Money is Important, But So Are Other Factors

Outside of the PCPS Study, there are many other studies and experts who agree that money matters, but they are not the end of the story.  In March 2012, PsychTests.com, an online personality, career and IQ assessment company, released research on the top motivators for employees. The data collected between August 2011 and February 2012 revealed that out of a list of 23 work motivators, "financial reward” was ranked 12th. For men, financial reward was eighth on the list; for women, 15th. Seventy percent of the 1,194 employees surveyed were from North America. Sixty-four percent of respondents were under the age of 30.

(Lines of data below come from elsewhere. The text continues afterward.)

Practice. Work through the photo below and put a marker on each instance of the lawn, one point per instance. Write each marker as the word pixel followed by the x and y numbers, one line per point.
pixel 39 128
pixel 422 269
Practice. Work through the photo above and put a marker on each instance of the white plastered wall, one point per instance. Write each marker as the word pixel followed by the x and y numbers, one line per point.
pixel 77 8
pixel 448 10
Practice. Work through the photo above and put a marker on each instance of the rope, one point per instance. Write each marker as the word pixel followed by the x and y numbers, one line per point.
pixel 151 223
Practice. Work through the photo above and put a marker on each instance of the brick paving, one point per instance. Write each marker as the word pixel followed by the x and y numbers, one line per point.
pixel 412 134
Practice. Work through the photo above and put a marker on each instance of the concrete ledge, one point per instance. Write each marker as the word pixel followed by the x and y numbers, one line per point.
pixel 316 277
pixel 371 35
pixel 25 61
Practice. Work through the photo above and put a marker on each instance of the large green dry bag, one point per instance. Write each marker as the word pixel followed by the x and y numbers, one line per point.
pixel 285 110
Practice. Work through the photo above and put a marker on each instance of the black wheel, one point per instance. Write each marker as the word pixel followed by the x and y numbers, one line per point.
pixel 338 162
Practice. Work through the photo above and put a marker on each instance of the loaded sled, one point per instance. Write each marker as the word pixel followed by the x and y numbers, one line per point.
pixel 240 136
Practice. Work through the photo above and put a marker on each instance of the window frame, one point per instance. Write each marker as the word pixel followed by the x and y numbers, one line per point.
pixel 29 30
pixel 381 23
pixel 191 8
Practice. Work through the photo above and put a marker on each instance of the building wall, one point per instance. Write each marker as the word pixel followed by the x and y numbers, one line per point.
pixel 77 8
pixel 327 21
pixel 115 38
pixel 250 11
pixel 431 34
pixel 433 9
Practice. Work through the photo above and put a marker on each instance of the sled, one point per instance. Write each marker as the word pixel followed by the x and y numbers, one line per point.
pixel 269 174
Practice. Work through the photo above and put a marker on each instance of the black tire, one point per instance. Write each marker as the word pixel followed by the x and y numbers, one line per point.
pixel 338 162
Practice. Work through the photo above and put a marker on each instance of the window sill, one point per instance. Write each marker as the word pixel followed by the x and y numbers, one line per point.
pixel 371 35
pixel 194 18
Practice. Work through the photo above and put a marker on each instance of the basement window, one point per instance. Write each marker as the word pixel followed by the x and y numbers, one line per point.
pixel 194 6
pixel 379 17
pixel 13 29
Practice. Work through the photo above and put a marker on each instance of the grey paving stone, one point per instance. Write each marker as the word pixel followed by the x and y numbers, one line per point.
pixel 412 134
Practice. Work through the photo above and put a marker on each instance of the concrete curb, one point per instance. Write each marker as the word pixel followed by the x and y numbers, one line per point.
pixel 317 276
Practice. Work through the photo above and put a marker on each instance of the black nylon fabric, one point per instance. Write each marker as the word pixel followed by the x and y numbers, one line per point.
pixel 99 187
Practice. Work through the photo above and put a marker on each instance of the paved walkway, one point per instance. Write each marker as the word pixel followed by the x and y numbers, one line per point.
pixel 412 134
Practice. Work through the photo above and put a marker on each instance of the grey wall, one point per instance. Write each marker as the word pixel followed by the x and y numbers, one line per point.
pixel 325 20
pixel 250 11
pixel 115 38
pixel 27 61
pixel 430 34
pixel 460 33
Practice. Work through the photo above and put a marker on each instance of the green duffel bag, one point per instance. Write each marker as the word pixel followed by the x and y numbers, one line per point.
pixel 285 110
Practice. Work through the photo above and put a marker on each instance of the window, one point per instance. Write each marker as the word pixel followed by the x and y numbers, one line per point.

The top five motivators reported were:

  • Customer orientation—the desire to make customers happy. 
  • Achievement—the desire to work in a goal-oriented and challenging work environment. 
  • Inspiration—the desire to inspire others through one's work. 
  • Identity and Purpose—the desire to work in a company/field that is in line with one's values and ethics. 
  • Fun & Enjoyment—the desire to work in a position/corporate culture that is inherently entertaining.
Think about how this survey intersects with the PCPS findings.  PCPS said career growth opportunities, paid personal/vacation time, open door accessible management and interesting challenging client projects are highly important to our top talent.  They are very similar to the study that you see above.  It proves that what we are hearing has merit, and the great firms seeking their vision for future leaders don’t have much further to look than right here.